Cross-cloud scoring introduces adaptability, automatically considering fresh data from various sources, and incorporating it in the model, if it has high correlation to whatever it is you’re trying to predict.
This agility ensures that your scoring models evolve with market dynamics, keeping companies ahead of the curve.
One-dimensional scoring often overlooks crucial customer touchpoints, limiting the depth of insights into their behaviors and preferences.
Cross-cloud scoring provides a more holistic understanding.
This depth enables revenue operations leaders to tailor their engagement strategies, fostering stronger, more personalized relationships to lead to meeting go-to-market targets.
In an era where customer acquisition costs are skyrocketing, relying on one-dimensional scoring poses significant risks.
Cross-cloud scoring mitigates these risks by offering a more nuanced evaluation of leads.
The diversified data sources act as a safeguard against overreliance on single-channel data, reducing the chance of misjudging lead quality.
Cross-cloud scoring encourages collaboration by breaking down silos between departments.
When data from CRM, marketing, and support are considered collectively, sales, marketing, and customer support teams gain a shared understanding of lead quality.
This collaborative approach fosters better communication and alignment, ultimately driving more effective revenue strategies.

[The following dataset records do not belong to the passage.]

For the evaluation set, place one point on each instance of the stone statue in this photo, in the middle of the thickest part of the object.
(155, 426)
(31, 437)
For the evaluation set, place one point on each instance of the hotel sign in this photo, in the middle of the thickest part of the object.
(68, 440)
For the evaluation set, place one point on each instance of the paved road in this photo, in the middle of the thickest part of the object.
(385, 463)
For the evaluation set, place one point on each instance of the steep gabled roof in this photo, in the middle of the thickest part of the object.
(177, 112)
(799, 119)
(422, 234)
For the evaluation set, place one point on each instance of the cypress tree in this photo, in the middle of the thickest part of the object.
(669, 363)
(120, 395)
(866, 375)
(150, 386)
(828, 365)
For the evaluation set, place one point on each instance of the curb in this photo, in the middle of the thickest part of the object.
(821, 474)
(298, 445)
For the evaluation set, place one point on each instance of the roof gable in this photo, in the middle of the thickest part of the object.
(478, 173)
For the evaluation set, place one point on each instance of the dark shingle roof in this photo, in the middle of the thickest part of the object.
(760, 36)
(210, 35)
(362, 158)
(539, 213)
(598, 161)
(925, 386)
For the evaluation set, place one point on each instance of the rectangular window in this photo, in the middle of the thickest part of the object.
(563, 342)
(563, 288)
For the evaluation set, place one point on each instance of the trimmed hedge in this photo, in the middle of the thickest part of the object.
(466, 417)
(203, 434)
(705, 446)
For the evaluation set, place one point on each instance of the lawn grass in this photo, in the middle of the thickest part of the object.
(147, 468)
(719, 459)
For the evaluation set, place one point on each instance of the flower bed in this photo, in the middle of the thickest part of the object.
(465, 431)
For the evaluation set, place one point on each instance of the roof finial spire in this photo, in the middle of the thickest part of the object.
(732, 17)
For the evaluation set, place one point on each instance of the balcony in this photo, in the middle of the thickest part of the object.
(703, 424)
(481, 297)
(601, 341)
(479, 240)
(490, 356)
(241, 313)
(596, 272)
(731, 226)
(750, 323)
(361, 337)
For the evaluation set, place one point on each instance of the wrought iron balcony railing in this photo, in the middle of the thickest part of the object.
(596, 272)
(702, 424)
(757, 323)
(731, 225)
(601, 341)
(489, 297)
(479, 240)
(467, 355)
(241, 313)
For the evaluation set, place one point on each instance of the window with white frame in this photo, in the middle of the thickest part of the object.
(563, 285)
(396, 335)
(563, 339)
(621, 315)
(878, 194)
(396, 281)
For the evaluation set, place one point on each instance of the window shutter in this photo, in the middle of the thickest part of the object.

For go-to-market and RevOps leaders seeking to improve efficiency and performance, the choice between one-dimensional and cross-cloud scoring should be clear.
Cross-cloud scoring offers a more nuanced and comprehensive view of your prospects’ quality.
As customer acquisition becomes more expensive than ever, adopting cross-cloud scoring is not just a strategic move – it's a necessity.
Go-to-market operations leaders must look into this holistic approach to stay ahead in today’s competitive landscape and ensure that every lead and account is a step closer to a valuable customer.